Understanding RAID (Redundant Array of Independent Disks)

RAID (redundant array of independent disks) is a technique to provide redundancy to disk data by copying it across several disks.

Suppose you are on a support outage conference call with executives.  The business is completely shut down because the disk drives supporting the application have fallen apart.  The SAN storage support engineer comes on the line and starts talking raid-4, raid-5, and so forth.  You need to understand what this means if you are to oversee or understand this data recovery operation.

Most disk drives operate at Raid 5 or Raid 6 which basically means fault tolerance–the system can keep on working if one or more disk fails–with some degradation in speed due to the overhead of delivering fault tolerance.

First of all, RAID means the manner in which you lay out the disks for data.  All Raid systems have more than one disk.  So RAID is not a type of hardware, it’s a configuration of disks within the disk array.

First there are some basic terms to learn:

Striping – this means to write data which logically goes together on more than one physical disk.  The number of disks you use depends on how many disk drives are in your disk array.

Parity – is most easily thought of as a check digit.  The parity bit is the 8th bit in a byte.  It can be 0 or 1 depending if the sum of the other 7 bits is even or odd (the importance of that depends if you choose 1 to mean even or 1 to mean odd, a completely arbitrary decision).  Missing data in the bit can be calculated from the parity bit.

Mirror – this is exactly like it sounds.  When data is written onto one disk, it is also written to another at the same time thus giving you two copies.  This makes restoring the data fairly easy to understand plus boosts read operation speed since data can be read from two locations.

Raid 0 means striping and nothing else.  Why is this good?  Striping gives you improved performance since you can both read and write faster when are writing and reading from two locations at the same time.  Think of a person going to fetch water bucks.  Carry two buckets to save one trip to the well.  With Raid 0, since there is no redundancy if any disk fails all the data is lost.  Audio and video streaming are good application for Read 0 because the data needs to read rapidly; it is not transactional data like a banking application so there is not much writing.  In the case of a failure, you can recover the video or audio from another source (i.e. a backup or upload it again) and nothing is lost.

A step up from Raid 0 is Raid 1.  This means there is a mirror but no parity or striping.  The boost in performance comes from the read operation since data can be found in one of two disks.

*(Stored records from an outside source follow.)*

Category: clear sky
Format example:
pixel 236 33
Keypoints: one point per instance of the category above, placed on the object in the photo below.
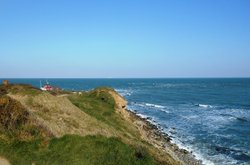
pixel 124 38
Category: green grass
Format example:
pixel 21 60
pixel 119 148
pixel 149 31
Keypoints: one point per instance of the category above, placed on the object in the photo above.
pixel 74 150
pixel 98 104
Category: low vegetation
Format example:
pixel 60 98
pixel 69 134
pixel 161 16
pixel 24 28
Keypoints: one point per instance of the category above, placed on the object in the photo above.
pixel 74 150
pixel 43 128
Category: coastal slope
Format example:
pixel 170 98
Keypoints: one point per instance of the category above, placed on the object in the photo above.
pixel 74 128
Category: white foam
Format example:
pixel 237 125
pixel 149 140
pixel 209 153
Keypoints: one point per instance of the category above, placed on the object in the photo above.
pixel 205 106
pixel 154 105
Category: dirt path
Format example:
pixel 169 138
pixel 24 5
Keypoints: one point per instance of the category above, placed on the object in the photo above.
pixel 4 161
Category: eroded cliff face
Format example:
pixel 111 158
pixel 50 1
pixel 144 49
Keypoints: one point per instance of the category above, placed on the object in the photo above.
pixel 26 113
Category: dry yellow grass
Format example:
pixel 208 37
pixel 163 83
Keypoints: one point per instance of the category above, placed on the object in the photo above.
pixel 61 117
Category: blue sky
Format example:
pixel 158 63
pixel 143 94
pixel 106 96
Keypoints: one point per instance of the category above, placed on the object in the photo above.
pixel 124 38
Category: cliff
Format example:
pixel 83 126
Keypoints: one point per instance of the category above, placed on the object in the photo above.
pixel 75 128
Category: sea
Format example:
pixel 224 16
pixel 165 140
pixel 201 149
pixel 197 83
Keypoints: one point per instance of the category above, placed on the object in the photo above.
pixel 208 117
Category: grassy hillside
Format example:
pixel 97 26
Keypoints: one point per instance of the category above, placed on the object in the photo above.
pixel 43 128
pixel 72 149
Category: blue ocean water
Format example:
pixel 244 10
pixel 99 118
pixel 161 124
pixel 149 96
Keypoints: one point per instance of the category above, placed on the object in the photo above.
pixel 210 117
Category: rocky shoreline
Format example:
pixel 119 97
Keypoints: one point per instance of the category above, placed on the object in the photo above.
pixel 161 140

If either drives fail the disk array still works.  So it is fault tolerant, which is good for databases.

Raid 2, Raid 3, and Raid 4 correspond to bit, byte, and then block level striping. Parity data is stored on a separate drive.  In the case of a failure, data can be recovered from remaining intact blocks and calculating the rest from parity data.  So what happens if the parity data is lost?  Nothing, since it can be calculated from the actual data.  The system can run without it and then recalculate it on-the-fly.  Losing parity data is not the same as losing, say, the customer’s checking account data.

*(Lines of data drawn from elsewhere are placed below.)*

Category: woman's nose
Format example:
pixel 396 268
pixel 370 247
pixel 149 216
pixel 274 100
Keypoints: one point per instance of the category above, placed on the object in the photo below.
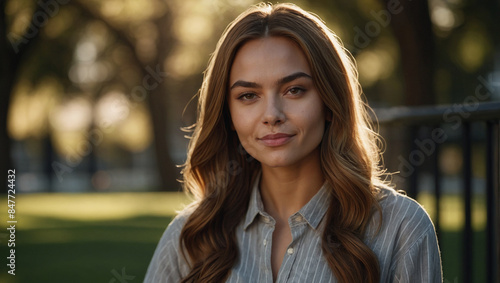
pixel 273 113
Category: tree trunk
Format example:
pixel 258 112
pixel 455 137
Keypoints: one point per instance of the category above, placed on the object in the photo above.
pixel 413 29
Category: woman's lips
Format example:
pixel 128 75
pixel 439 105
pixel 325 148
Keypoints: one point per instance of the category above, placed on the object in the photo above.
pixel 276 139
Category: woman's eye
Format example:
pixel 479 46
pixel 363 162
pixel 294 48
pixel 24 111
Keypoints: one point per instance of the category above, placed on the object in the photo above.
pixel 247 96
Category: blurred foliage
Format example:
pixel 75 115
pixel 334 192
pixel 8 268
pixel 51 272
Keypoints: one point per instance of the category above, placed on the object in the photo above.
pixel 90 73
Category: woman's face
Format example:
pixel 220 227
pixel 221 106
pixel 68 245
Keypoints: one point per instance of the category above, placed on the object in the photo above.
pixel 275 108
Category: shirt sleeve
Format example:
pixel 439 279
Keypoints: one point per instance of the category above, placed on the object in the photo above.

Raid 5 disk arrays work when one drive goes bad, but only one.  This is because the parity is stored with the data.  Raid 6 gives you fault tolerance when even two disks go bad because the disk makes two copies of each parity bit.  It will continue working while you replace the drive.  Needless to say, these disk configurations are for mission-critical applications.

Now you should have a basic understanding of what raid means when the discussion comes up. But let’s hope it doesn’t come up in the scenario described above.